Tell me lies about nicotine

In January 2012, Harvard University published a study that confirmed my own published claims from five years before, namely that Nicotine replacement therapy DOESN’T WORK AT ALL. They looked at the success rates of all the nicotine products at the one year mark and found that the success rate (6%) was exactly the same a willpower alone. This is because smoking isn’t a drug addiction, it’s a compulsive habit.

by Chris Holmes

When I was growing up in the 1960s smokers did NOT think they were drug addicts. Smoking was a habit – perhaps a dirty one, but just a habit nevertheless – and the concept of nicotine replacement products like gum and patches did not exist. But the concept of nicotine replacement did!

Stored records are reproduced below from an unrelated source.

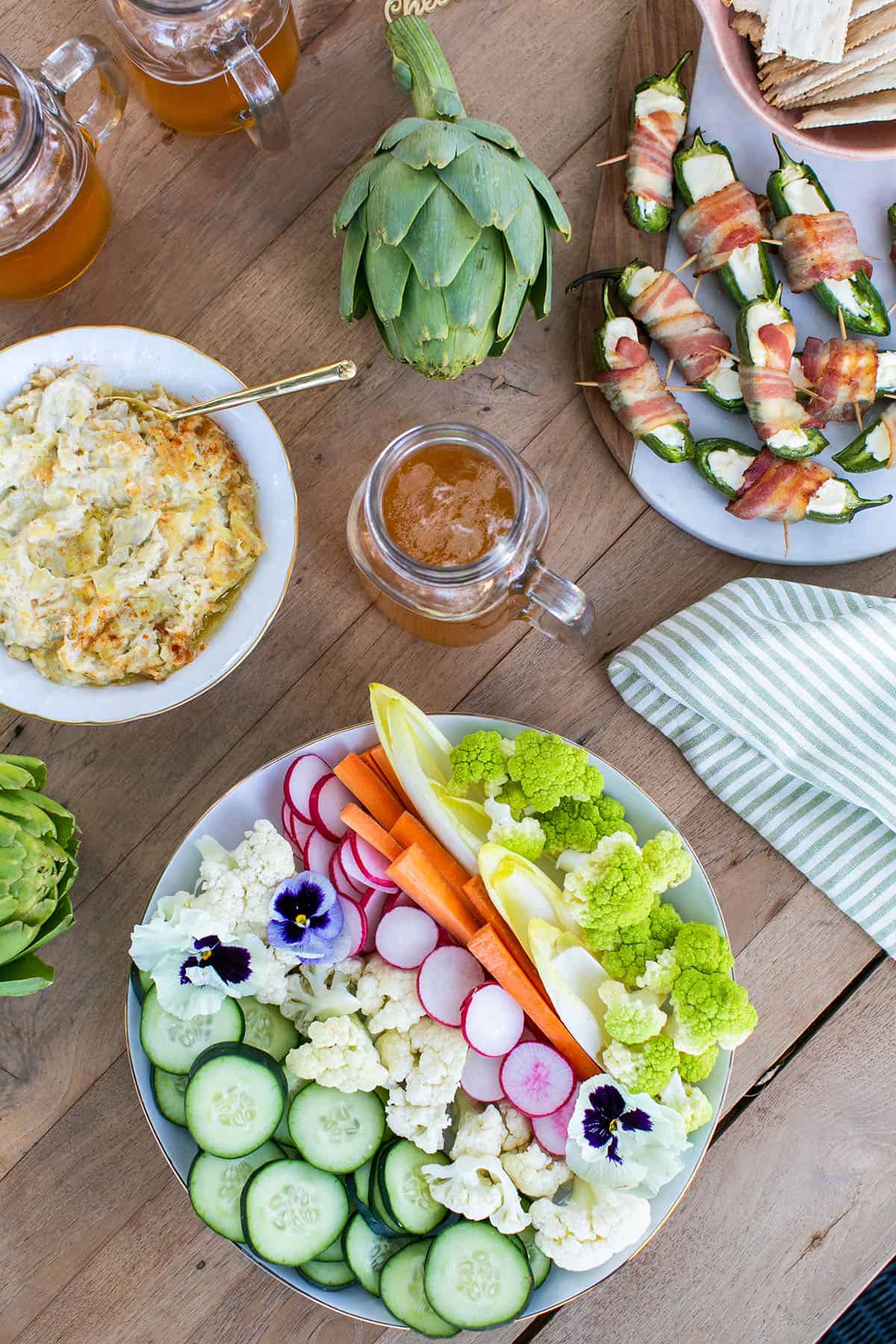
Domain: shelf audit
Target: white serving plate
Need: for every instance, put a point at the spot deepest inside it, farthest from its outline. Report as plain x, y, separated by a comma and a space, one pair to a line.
679, 492
131, 358
261, 796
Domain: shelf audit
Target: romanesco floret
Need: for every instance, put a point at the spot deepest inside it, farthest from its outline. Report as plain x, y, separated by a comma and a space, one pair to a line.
668, 860
524, 838
339, 1054
642, 1068
691, 1102
590, 1228
633, 1015
709, 1011
694, 1068
608, 890
578, 824
535, 1172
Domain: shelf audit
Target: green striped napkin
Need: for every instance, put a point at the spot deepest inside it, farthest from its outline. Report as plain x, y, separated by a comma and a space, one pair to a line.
782, 697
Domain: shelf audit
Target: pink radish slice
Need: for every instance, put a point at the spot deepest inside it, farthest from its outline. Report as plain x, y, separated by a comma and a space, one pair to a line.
319, 851
406, 937
481, 1078
551, 1130
536, 1080
492, 1021
355, 924
301, 777
371, 862
444, 981
327, 800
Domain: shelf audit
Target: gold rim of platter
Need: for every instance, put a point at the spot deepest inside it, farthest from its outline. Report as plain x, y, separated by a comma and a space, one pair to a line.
332, 1307
187, 699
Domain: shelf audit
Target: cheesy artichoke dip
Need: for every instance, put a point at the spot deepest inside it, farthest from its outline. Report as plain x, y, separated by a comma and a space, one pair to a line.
121, 534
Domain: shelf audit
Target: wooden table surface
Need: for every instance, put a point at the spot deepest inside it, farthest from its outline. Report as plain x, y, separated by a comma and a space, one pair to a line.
794, 1207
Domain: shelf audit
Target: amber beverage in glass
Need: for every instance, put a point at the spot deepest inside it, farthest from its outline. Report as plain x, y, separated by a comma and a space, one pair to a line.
447, 532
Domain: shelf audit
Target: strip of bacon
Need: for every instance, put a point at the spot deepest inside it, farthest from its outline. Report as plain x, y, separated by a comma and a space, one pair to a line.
778, 491
652, 143
675, 319
818, 248
771, 401
718, 225
845, 376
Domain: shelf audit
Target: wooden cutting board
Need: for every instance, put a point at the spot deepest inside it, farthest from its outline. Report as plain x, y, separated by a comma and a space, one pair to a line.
660, 33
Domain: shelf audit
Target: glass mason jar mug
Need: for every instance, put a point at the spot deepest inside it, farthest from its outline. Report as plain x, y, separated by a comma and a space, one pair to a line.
54, 202
452, 492
211, 66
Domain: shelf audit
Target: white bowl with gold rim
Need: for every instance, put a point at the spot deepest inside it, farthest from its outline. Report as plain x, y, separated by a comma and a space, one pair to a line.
131, 358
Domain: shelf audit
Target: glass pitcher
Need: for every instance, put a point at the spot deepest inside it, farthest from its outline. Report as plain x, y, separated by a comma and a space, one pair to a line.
465, 604
211, 66
54, 202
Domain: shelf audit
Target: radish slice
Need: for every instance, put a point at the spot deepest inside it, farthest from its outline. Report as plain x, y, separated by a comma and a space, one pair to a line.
319, 851
300, 780
354, 922
445, 980
536, 1080
406, 937
481, 1078
551, 1130
492, 1021
371, 862
326, 801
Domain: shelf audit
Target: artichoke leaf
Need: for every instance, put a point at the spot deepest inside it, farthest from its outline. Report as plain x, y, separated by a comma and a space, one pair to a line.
396, 198
550, 198
489, 184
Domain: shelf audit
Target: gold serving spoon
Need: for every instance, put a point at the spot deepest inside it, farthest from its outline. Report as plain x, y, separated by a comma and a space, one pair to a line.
341, 373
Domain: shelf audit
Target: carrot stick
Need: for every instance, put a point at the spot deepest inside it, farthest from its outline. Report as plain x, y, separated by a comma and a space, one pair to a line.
368, 789
491, 953
371, 831
414, 873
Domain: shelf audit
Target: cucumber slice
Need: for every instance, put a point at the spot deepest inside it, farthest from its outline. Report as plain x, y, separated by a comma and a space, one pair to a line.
168, 1090
367, 1253
405, 1191
173, 1043
292, 1211
476, 1277
267, 1028
403, 1293
235, 1098
329, 1275
215, 1186
336, 1130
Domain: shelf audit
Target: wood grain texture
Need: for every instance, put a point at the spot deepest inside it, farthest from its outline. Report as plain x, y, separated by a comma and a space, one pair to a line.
234, 255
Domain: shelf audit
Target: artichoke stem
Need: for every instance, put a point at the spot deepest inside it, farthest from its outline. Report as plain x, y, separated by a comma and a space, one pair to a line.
420, 65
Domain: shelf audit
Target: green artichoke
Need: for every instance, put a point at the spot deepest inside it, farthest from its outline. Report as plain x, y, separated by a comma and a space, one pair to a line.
38, 848
448, 228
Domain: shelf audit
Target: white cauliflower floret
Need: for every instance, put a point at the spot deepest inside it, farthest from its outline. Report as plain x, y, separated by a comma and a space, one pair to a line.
388, 996
477, 1189
590, 1228
339, 1054
519, 1130
535, 1172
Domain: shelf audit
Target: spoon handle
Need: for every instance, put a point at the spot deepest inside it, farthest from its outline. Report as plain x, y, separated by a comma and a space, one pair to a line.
340, 373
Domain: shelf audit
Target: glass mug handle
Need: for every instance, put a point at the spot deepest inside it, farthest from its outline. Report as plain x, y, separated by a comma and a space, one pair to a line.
270, 128
74, 60
554, 605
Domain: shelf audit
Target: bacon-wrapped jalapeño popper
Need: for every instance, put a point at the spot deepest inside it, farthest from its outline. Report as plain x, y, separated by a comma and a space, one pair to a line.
761, 485
632, 383
722, 223
766, 339
820, 248
656, 125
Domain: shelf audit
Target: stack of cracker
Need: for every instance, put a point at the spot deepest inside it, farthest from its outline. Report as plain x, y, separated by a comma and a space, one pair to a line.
833, 60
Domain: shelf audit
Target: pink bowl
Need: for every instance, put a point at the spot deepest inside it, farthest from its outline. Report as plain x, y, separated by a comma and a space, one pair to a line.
869, 140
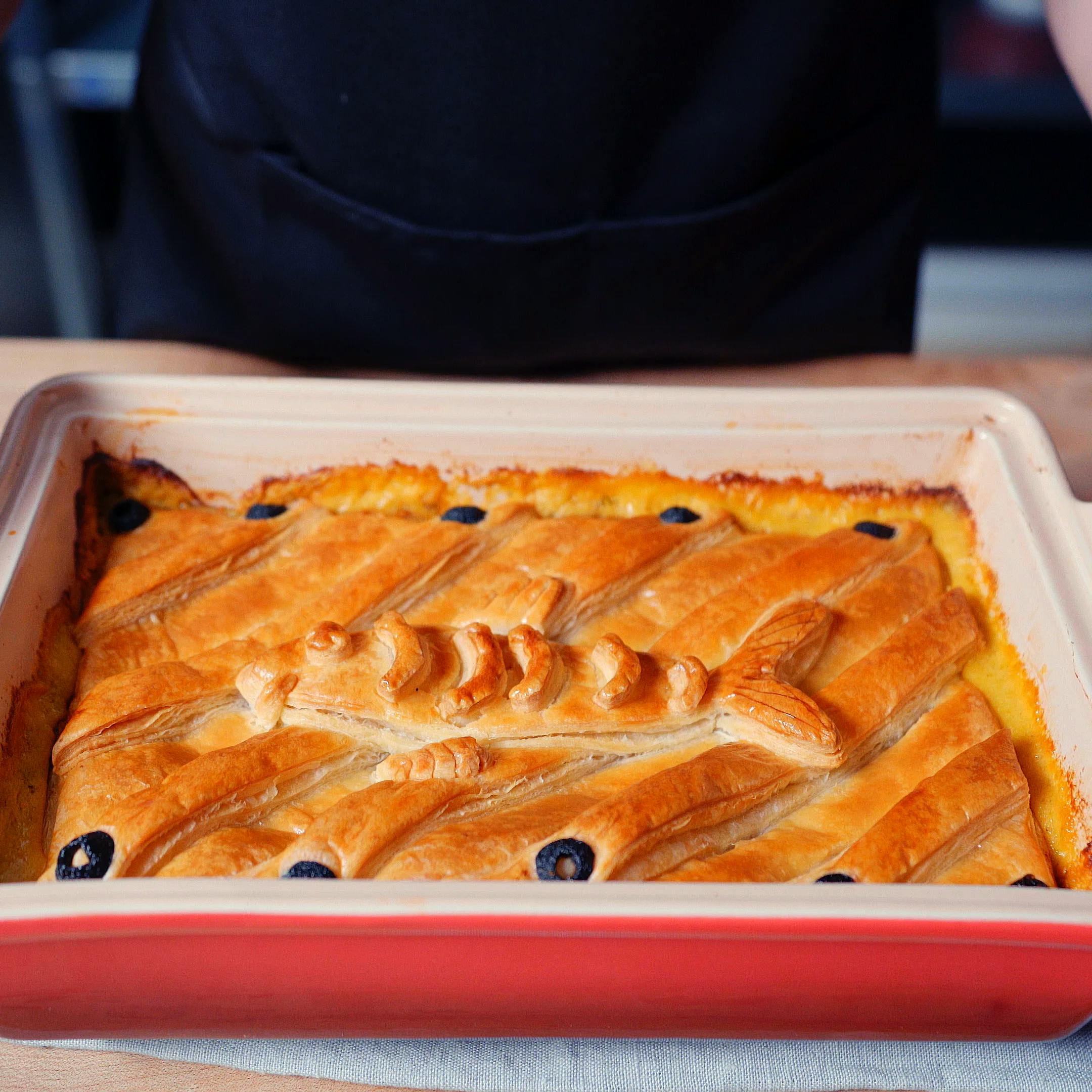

The idea of substituting one form of nicotine for another was not conceived originally as ever leading to a saleable product to help people quit, but as “proof” that tobacco smoking was a drug addiction and that the “need” was specifically a need for nicotine. And it was not conceived by any special expert in addiction studies, but by a Scottish General Practitioner called Lennox Johnston.
Now I know that you’ve probably never heard of Lennox Johnston – hardly anyone has – but through the 1930s, 40s and 50s he was busy driving the British Medical Association mad by being well ahead of his time on the subject of tobacco and lung cancer. In 1942 he published an article in The Lancet which declared tobacco smoking to be the main cause of lung cancer, long before it was finally established as the truth in 1969.

The Medical Establishment don’t like being told things by underlings, and Johnston was by no means a member of the Establishment. He wasn’t even English, for God’s sake! So they weren’t going to listen to him or allow him to have credit for anything. He was repeatedly refused funding to conduct research into the link between smoking and lung cancer, which was given instead to Richard Doll and Bradford Hill.

Meanwhile Johnston was also experimenting with pure solutions of nicotine, regularly injecting himself with the stuff and twice nearly dying as a result because nicotine is extraordinarily poisonous even in tiny quantities. Later he assembled 35 “volunteers” who were habitual smokers and gave them regular injections of nicotine whenever they felt a desire to smoke. Some of them came, in time, to prefer the injection to the cigarette – just as we see some smokers, today, coming to prefer the vape stick to the cigarette, or the nicotine lozenge, or the mouth spray or whatever.

So: case closed! Nicotine is what smokers desire and any form of nicotine will do – right?

Trouble is, it doesn’t work. In January 2012, Harvard University published a study that confirmed my own published claims from five years before, namely that Nicotine replacement therapy DOESN’T WORK AT ALL. They looked at the success rates of all the nicotine products at the one year mark and found that the success rate (6%) was exactly the same a willpower alone. This is because smoking isn’t a drug addiction, it’s a compulsive habit.

Expensive Life-Saving Drugs: Would £84m-a-year extra cash help?

The NHS could easily afford more life-saving drugs if it just stopped wasting vast amounts of cash on nicotine replacement therapies that don’t work any better than willpower in the long run, as the Borland Report clearly demonstrated in 2005.

by Chris Holmes

Primary Care Trusts are “failing in their duty of care” in blacklisting 19 drugs on the basis of cost alone, according to a report this week in the Metro newspaper (Thursday 24th November, page 8).  Political Editor John Higginson reports that this “appears to go against the NHS constitution, which gives patients the right to receive any drug recommended by the National Institute for Health and Clinical Excellence if their doctor believes it is clinically appropriate.”

The list includes drugs with proven efficacy in the treatment of cancer and also epilepsy – but the PCTs concerned have decided that these drugs cost too much.

The very same Primary Care Trusts also decided it was perfectly okay to spend £84,000,000 in England alone last year (not the whole of the UK, that figure is even higher) on a treatment service which they know from their own research DOES NOT WORK any better than willpower alone when the results are assessed at one year.  I’m talking about the NHS Stop Smoking Services and particularly the nicotine replacement products which we now know for sure have a 6% success rate at the 12 month stage – exactly the same as willpower.

My suggestion is simple: Take that vast amount of money and spend it on life-saving drug therapies that have been proven to be effective, and leave smoking cessation to experts like myself.  I’m a hypnotherapist by the way, and nearly all my smoking clients have already tried willpower, nicotine gum, patches, lozenges, the little inhalator-thingy… some have tried Zyban and the latest (non) wonder drug Champix… then they come to me, convinced that they “have failed” repeatedly and that it is “really hard to stop smoking”!  No, it’s really hard if you try to do it via the NHS.  It’s really easy with hypnotherapy, provided it’s done well.

But I’m not suggesting the PCTs should fund that.  They should be funding those life-saving drugs, not wasting tens of millions every single year on a service that clearly doesn’t work at all.